Ele soltou outro sorriso, meio sarcástico dessa vez, depois segurou a minha mão e disse-me:

 - Creio que você vai descobrir o motivo da minha preocupação, sem que eu precise dizer-lhe! – e sorriu, docemente.

 - Kevin, - indaguei – você sabe o que significa essa marca em seu braço direito?

 - Para falar a verdade, - ele começou a mexer na inscrição em seu braço – confesso que não sei, ela surgiu recentemente e parece, que não vai desaparecer!

 - Engraçado, - desta vez, eu sorri. – eu também ganhei uma parecida, nestes últimos dias. – tirei a minha bota, ridícula, depois desci a meia, mostrando-lhe a minha marca.
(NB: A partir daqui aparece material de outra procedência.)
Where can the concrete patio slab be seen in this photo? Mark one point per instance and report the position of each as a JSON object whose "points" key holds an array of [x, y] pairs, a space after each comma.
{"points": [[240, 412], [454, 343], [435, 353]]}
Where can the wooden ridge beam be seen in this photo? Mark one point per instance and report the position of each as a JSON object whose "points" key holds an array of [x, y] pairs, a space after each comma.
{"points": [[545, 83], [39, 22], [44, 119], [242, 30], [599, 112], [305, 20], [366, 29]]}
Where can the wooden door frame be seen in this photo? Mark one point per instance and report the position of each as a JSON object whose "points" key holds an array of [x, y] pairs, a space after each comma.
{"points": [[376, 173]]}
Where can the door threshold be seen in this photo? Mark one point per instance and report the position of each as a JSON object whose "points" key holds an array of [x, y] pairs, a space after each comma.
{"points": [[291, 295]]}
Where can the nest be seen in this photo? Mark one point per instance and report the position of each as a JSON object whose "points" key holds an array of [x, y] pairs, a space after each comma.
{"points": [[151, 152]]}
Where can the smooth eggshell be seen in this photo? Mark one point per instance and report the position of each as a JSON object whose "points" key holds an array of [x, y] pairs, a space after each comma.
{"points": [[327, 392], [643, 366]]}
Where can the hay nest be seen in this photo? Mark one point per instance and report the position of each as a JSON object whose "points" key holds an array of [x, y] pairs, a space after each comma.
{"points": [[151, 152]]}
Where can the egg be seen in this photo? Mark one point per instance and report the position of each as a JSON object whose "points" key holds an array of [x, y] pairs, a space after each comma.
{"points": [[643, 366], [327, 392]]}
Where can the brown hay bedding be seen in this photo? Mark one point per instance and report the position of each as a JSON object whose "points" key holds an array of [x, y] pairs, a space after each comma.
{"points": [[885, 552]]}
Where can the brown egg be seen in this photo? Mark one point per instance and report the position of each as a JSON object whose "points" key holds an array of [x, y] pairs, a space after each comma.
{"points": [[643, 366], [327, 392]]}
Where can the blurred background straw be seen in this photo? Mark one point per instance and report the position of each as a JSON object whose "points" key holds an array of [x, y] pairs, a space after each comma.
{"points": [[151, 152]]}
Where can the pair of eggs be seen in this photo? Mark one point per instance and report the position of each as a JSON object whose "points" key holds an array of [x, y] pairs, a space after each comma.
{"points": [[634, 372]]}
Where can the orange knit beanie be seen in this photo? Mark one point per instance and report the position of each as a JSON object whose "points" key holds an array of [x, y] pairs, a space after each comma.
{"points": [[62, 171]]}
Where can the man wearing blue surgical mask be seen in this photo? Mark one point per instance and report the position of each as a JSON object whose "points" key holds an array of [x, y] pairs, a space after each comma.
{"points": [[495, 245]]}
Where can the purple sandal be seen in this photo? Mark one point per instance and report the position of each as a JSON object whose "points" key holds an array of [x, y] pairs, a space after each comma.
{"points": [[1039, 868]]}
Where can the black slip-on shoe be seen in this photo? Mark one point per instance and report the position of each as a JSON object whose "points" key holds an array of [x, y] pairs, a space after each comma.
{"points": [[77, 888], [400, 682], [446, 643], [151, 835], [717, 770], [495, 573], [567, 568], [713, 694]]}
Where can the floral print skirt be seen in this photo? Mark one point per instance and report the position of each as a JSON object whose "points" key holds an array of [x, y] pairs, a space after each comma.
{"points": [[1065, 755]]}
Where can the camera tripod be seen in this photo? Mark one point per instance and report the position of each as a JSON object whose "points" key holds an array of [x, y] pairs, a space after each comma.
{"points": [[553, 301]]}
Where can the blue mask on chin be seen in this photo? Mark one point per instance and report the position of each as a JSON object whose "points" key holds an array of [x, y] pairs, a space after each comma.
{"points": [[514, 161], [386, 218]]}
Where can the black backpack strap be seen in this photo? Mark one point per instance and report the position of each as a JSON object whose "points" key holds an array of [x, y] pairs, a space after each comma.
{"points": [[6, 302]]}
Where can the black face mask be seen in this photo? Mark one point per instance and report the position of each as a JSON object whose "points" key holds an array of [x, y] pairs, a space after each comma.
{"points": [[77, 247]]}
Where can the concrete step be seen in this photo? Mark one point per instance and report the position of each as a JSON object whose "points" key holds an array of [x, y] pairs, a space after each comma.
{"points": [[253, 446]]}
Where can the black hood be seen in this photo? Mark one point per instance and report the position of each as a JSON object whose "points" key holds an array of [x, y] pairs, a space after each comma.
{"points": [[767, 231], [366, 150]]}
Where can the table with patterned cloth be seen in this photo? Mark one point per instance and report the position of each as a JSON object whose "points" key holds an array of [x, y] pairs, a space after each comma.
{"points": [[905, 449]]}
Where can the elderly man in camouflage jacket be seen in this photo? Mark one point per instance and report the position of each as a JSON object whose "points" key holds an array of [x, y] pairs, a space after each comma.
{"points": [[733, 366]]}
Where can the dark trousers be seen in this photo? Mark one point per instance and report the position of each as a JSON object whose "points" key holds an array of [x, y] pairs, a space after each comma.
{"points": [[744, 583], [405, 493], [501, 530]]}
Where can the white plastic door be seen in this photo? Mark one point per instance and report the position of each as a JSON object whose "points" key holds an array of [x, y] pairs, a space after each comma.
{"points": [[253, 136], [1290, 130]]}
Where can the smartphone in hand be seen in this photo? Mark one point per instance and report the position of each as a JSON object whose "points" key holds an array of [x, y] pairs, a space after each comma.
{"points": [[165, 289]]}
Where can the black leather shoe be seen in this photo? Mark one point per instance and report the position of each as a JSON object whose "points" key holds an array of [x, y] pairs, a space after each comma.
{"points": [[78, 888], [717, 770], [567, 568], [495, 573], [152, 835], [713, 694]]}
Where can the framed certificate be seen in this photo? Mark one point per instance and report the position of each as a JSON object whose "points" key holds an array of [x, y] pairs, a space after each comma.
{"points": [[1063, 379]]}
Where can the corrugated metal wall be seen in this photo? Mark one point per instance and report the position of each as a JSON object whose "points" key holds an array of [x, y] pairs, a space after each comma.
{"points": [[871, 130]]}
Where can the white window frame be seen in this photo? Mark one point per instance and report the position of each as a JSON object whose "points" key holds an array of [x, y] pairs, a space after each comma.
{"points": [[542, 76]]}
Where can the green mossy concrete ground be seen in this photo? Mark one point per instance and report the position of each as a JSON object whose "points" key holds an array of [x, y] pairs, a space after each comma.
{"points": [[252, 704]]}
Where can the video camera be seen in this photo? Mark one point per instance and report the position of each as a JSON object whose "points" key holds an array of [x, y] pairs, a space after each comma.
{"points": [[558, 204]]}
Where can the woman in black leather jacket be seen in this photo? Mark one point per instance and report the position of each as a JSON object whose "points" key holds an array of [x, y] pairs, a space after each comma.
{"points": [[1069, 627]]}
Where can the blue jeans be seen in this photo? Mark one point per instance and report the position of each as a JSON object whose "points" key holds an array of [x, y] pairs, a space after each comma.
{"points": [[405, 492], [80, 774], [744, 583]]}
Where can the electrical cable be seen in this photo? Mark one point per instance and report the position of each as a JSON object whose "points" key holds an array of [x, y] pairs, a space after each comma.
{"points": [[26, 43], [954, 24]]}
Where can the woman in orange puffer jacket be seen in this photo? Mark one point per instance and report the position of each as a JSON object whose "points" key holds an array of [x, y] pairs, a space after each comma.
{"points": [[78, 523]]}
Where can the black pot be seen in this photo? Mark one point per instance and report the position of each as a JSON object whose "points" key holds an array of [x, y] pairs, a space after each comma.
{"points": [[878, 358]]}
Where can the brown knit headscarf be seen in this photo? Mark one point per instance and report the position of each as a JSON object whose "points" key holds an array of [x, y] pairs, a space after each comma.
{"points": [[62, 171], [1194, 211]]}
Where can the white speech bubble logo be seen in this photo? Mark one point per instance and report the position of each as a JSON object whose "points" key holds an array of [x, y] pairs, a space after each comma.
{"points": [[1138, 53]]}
Primeiro, ele sorriu, confuso, depois fitou a palavra, como se tentasse desvendar o que ela dizia.

 - Agora, eu, realmente, não faço ideia do que seja isso! – disse-me.

Então, ele olhou em meus olhos, profundamente, daquele jeito que me faz ficar vagando pelo universo, sua boca foi aproximando-se da minha, senti que ele iria beijar-me. Meu sangue corria quente em minha cabeça, estava sonhando. De repente, ele virou-se para trás, assustando-me, parecia estar com medo do que fosse aparecer na floresta, todo o seu corpo enrijecera-se, como se estivesse pronto para uma emergência.

 - Jimmy, - ele apertou os meus dois braços e levantou-me – você precisa ir, agora! - ele começou a me retirar da água, rapidamente – Vá para casa e não pare por nada.

 - Mas o que está acontecendo? – foi o que consegui dizer.

 - Não há tempo para explicações, - ele estava apavorado – depois eu explico, prometa-me que não vai parar?

 - Prometo. – ele segurou em minha mão e a beijou, seus olhos estavam demonstrando todo o medo do que pudesse acontecer comigo.

Comecei a andar o mais rápido que eu podia, meu pé doía bastante. Olhei para trás, rapidamente, ele me olhava, apreensivo, de dentro do rio. Dei mais alguns passos e, novamente, olhei para trás, apenas vi parte da sua perna, sumindo dentro da floresta. Fiquei assustado, todavia resolvi não parar, como eu prometera, andava o mais depressa que o meu corpo permitia.

No caminho, nada apareceu. Fiquei com medo do que pudesse ter acontecido com ele, lembrei-me do medo que havia em seu olhar. A viagem de volta pareceu ser mais rápida, as primeiras casas já apareciam ao longe, fui me aproximando, ainda não havia ninguém nas ruas, apesar de já existir barulho dentro das casas. Pensei em pedir socorro, mas avaliei que não tinha forças, o suficiente, para tanto.

Subi as escadas de casa, com bastante dificuldade, parando para respirar a cada degrau. Abri a porta, deixei que a luz entrasse primeiro, fiquei com medo da reação de Michael, mas ninguém estava na sala. Os gatos correram para perto e começaram a miar, alguns se enroscavam em minhas pernas, imaginei que quisessem ajudar. Dei o primeiro passo para dentro e meu corpo sentiu o alívio de estar em casa, com tanta intensidade, que apenas vi os meus olhos escurecerem e apaguei.